"The number of hip and knee replacement surgeries is increasing at a faster rate than the population is aging," said Margaret Keresteci -- CIHI's manager of Clinical Registries. According to the Canadian joint replacement registry's 2006 annual report, younger Canadians are undergoing hip and knee replacement procedures at an increasing rate, joining the bulk of hip and knee replacement recipients who are age 65 and older.
A decade ago -- from 1994 to 1995 -- Canadians over the age of 65 made up 71 percent of all hip and knee replacement surgeries. In 2006, that same age group now only accounts for 66 percent of all hip and knee replacement surgeries.
The registry's data shows that the largest increase in hip and knee replacement surgeries came between the ages of 45 and 54 this year. The number of hip replacements also doubled in amount during the last decade for that age group, as the number of knee replacements increased by 81 percent over that same period.

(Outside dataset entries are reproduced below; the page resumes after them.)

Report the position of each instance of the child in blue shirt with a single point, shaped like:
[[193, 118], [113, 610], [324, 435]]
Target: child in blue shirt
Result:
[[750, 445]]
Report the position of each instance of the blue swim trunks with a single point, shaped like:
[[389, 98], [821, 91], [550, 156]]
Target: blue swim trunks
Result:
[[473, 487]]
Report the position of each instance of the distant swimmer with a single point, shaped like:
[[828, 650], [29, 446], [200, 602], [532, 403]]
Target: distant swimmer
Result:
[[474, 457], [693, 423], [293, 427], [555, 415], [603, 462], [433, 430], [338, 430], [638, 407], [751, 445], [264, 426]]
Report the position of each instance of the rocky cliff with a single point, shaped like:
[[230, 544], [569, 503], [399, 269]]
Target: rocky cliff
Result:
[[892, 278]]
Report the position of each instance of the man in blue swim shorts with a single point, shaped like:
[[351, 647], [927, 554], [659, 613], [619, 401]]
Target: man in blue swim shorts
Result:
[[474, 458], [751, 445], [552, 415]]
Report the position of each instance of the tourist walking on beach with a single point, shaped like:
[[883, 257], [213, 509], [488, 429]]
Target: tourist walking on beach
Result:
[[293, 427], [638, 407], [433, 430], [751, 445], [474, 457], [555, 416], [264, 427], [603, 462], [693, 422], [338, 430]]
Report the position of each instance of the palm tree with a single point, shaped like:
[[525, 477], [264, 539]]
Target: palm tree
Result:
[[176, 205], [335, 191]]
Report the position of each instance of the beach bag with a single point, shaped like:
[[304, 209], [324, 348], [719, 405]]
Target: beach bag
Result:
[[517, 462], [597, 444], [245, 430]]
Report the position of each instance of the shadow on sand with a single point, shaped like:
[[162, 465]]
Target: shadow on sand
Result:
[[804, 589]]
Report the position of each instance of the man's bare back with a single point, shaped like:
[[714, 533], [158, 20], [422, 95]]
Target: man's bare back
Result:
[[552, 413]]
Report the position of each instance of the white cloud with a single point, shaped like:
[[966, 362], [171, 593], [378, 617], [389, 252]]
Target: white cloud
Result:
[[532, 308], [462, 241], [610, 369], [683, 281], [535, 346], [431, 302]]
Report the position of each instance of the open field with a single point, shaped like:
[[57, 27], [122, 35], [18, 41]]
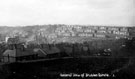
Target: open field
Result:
[[114, 67]]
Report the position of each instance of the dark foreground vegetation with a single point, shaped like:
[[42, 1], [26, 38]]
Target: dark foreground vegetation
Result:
[[114, 67], [83, 59]]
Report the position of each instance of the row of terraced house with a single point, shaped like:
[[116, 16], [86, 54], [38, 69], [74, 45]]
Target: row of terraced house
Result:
[[96, 31]]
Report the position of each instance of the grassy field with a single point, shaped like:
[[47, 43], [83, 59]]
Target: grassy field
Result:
[[73, 67]]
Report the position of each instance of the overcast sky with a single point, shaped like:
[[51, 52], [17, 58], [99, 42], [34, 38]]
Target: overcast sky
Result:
[[84, 12]]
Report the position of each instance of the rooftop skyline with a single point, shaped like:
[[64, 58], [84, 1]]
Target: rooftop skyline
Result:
[[83, 12]]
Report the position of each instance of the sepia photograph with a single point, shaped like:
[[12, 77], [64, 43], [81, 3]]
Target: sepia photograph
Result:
[[67, 39]]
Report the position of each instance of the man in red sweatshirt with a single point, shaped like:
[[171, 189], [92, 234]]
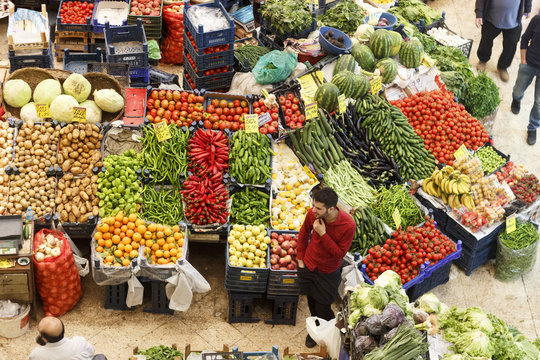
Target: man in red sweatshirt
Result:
[[319, 257]]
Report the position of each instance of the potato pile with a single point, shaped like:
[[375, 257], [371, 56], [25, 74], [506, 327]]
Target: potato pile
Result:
[[6, 155], [80, 148], [76, 199]]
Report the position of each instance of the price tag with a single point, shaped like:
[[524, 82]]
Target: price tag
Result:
[[461, 152], [397, 218], [311, 111], [43, 111], [79, 114], [376, 85], [252, 123], [162, 131], [510, 224], [264, 118], [342, 104]]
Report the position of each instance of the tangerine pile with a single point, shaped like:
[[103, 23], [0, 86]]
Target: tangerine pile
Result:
[[119, 238]]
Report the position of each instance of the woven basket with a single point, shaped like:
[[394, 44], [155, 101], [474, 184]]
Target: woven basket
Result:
[[101, 81], [32, 76]]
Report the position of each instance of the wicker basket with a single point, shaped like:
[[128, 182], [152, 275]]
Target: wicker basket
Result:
[[32, 76], [101, 81]]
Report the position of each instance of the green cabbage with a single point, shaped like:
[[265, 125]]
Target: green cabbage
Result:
[[46, 91], [77, 86], [17, 93]]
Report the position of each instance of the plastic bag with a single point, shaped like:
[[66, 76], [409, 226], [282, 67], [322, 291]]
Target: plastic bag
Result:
[[274, 67], [325, 332], [57, 278]]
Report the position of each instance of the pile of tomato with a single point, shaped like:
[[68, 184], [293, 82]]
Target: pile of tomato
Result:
[[260, 108], [223, 114], [178, 107], [408, 250], [290, 104], [75, 12], [442, 123]]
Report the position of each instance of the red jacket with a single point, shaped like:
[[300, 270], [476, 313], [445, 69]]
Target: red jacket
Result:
[[325, 253]]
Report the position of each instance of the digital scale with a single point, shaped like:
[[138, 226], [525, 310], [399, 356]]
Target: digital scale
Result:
[[11, 234]]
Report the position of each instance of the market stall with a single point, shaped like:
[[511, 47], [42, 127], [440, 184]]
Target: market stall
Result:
[[381, 105]]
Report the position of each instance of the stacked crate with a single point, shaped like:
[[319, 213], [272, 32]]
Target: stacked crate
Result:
[[127, 44], [208, 56]]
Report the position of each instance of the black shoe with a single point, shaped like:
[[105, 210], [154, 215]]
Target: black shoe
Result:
[[310, 343], [531, 138], [515, 107]]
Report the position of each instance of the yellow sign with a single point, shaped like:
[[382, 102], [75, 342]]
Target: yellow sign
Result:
[[79, 114], [510, 224], [309, 84], [252, 123], [376, 85], [311, 111], [461, 152], [162, 131], [342, 104], [397, 218], [43, 111]]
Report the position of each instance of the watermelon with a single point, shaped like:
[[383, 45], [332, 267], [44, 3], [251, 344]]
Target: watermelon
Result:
[[411, 53], [345, 62], [361, 86], [363, 56], [344, 81], [326, 96], [388, 69], [396, 41], [380, 43]]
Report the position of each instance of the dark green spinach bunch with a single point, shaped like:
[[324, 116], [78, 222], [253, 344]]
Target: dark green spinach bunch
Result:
[[287, 16], [346, 16], [482, 96]]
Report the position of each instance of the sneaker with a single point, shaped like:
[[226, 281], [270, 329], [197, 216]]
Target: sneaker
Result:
[[503, 74], [515, 107], [310, 343], [531, 140], [481, 66]]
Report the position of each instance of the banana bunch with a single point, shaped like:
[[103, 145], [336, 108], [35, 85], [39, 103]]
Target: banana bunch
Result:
[[453, 187]]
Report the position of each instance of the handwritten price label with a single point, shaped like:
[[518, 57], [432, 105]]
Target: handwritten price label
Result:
[[43, 111], [461, 152], [397, 218], [162, 131], [79, 114], [252, 123], [311, 111]]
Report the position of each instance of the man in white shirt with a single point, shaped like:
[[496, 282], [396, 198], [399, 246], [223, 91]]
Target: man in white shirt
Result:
[[54, 346]]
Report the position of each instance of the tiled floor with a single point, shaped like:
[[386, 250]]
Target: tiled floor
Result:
[[205, 326]]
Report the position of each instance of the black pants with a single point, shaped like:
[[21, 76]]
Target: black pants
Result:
[[323, 311], [510, 40]]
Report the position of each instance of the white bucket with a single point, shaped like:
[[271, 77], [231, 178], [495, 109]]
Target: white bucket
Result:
[[15, 326]]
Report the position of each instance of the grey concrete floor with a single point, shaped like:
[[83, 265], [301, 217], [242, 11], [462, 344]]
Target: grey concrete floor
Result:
[[205, 326]]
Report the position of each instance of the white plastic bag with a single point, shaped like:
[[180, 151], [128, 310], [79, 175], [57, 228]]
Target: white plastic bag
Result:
[[180, 287], [325, 332], [135, 292]]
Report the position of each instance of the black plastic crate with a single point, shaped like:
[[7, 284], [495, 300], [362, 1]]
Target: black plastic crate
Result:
[[208, 61], [126, 34], [209, 38], [283, 310], [241, 307], [115, 297], [160, 303], [73, 27]]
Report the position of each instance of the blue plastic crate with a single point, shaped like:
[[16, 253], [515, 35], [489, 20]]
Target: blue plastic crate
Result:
[[209, 61], [210, 38], [125, 34], [211, 82], [73, 27], [99, 28]]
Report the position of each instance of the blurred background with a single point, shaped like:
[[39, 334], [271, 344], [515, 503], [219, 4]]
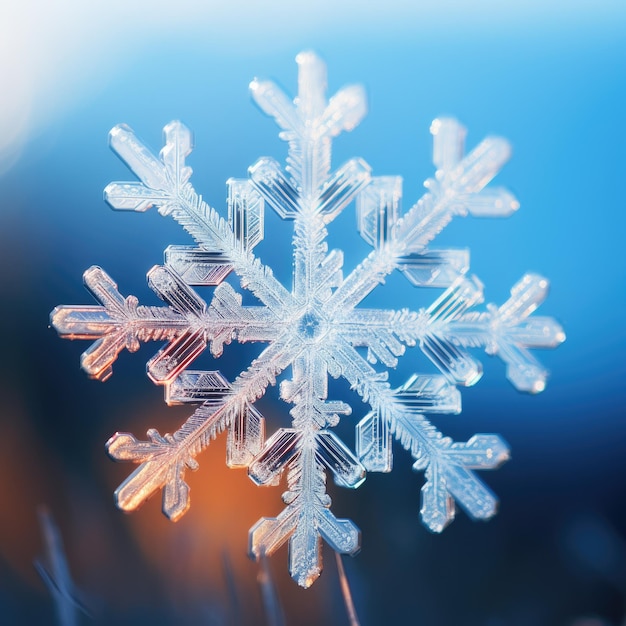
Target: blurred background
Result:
[[549, 76]]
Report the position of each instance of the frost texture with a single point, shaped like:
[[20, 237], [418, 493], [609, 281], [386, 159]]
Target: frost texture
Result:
[[316, 329]]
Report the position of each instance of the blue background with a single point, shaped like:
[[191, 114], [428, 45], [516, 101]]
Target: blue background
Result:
[[556, 88]]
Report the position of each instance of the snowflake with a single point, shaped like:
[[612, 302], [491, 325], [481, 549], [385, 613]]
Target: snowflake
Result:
[[316, 329]]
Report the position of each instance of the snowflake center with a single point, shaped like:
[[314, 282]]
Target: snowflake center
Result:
[[312, 326]]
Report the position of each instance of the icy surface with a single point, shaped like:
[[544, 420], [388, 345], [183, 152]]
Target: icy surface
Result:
[[313, 328]]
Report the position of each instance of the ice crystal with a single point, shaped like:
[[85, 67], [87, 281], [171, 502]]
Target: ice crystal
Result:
[[316, 329]]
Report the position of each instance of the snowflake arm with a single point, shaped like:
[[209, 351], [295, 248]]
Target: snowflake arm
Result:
[[188, 324], [446, 329], [457, 189], [315, 329], [164, 459], [448, 465], [164, 184]]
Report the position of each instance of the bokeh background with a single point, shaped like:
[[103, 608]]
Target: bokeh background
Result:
[[549, 76]]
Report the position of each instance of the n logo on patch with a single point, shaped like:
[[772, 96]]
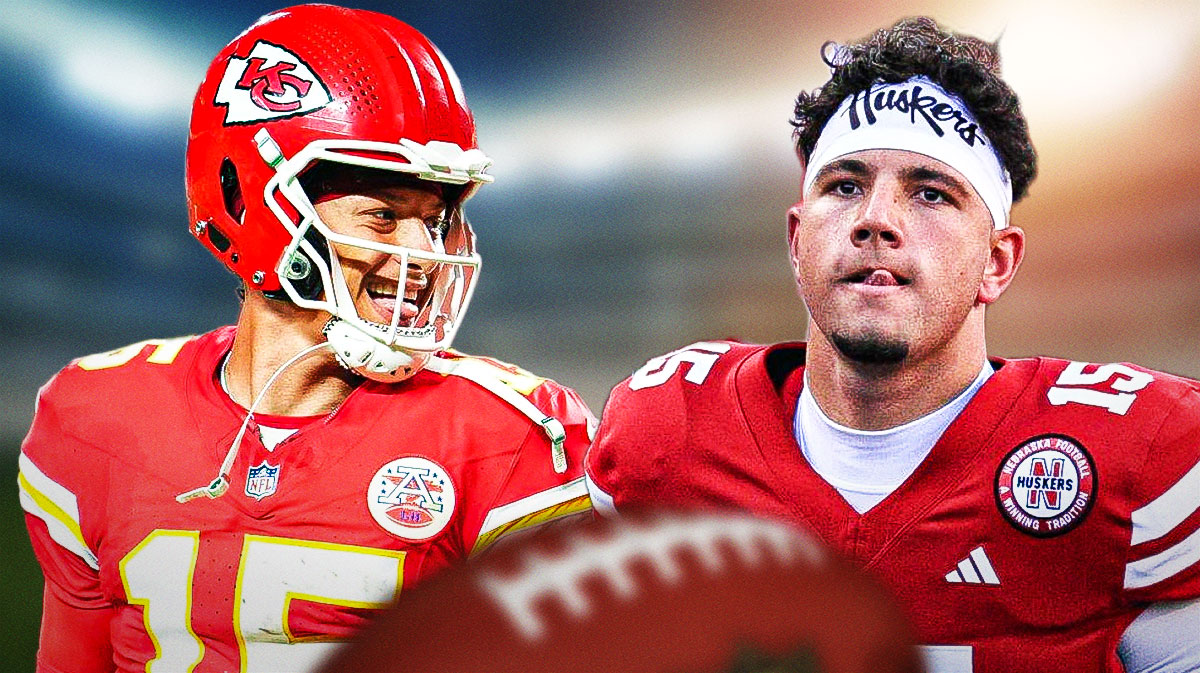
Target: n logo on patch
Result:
[[269, 83], [976, 569]]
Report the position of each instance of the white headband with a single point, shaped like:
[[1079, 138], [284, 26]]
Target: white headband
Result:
[[921, 116]]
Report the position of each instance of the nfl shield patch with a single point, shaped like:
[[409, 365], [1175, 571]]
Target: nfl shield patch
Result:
[[262, 480]]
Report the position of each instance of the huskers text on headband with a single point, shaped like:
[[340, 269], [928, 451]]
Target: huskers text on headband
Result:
[[919, 116]]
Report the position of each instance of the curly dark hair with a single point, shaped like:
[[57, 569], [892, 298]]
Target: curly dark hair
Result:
[[961, 64]]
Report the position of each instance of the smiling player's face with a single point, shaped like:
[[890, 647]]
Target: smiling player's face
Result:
[[407, 216]]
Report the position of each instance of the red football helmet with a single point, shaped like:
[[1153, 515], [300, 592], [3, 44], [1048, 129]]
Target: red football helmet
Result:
[[681, 593], [318, 83]]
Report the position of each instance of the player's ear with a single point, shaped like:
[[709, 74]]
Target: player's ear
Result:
[[793, 218], [1007, 251]]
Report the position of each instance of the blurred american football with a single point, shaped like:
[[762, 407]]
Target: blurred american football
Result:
[[669, 593]]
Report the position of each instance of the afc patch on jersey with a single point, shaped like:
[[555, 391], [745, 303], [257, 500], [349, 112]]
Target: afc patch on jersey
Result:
[[1047, 485], [412, 498], [269, 83]]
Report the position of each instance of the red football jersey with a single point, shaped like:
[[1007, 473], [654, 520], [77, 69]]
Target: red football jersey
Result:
[[311, 539], [1062, 502]]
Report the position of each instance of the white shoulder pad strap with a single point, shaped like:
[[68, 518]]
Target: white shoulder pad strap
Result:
[[481, 374]]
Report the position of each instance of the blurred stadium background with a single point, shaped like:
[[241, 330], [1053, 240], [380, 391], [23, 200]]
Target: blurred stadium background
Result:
[[643, 167]]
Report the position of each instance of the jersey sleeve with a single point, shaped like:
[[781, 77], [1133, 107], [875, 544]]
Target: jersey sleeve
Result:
[[55, 473], [640, 431], [541, 480], [1164, 557]]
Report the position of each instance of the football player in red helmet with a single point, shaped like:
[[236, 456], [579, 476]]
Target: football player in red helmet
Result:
[[654, 593], [244, 498], [1031, 514]]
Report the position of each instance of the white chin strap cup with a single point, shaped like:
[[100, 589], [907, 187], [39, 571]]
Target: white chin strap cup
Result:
[[369, 356]]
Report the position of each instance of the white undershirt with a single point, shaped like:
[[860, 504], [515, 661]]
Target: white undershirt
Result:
[[867, 466]]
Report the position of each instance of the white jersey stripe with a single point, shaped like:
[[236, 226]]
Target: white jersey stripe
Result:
[[49, 502], [1163, 514], [1164, 564], [981, 559], [531, 504], [601, 502]]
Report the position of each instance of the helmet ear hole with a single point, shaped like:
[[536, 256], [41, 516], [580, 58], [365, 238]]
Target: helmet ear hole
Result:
[[231, 191]]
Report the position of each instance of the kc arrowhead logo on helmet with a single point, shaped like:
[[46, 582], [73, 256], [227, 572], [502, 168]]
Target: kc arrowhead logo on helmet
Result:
[[270, 83]]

In totality, the changes in age grouping of hip and knee replacement surgeries in Canada point towards an overall increase in obesity -- which may be playing a role in the number of surgeries. From 2004 to 2005, 90 percent knee replacement patients were considered overweight or obese, along with 80 percent of hip replacement patients.
CIHI's Keresteci went on to add that "there is an association between obesity and the increased risk of osteoarthritis, which is the most common diagnosis in joint replacement surgery."
The annual report by the CIHI includes information from its hospital morbidity database and the Canadian joint replacement registry as well. CIHI's latest report also shows that the number of knee replacements surpassed the number hip replacements in the past decade, as 33,590 knee replacements and 25,124 hip replacements were performed over that time period.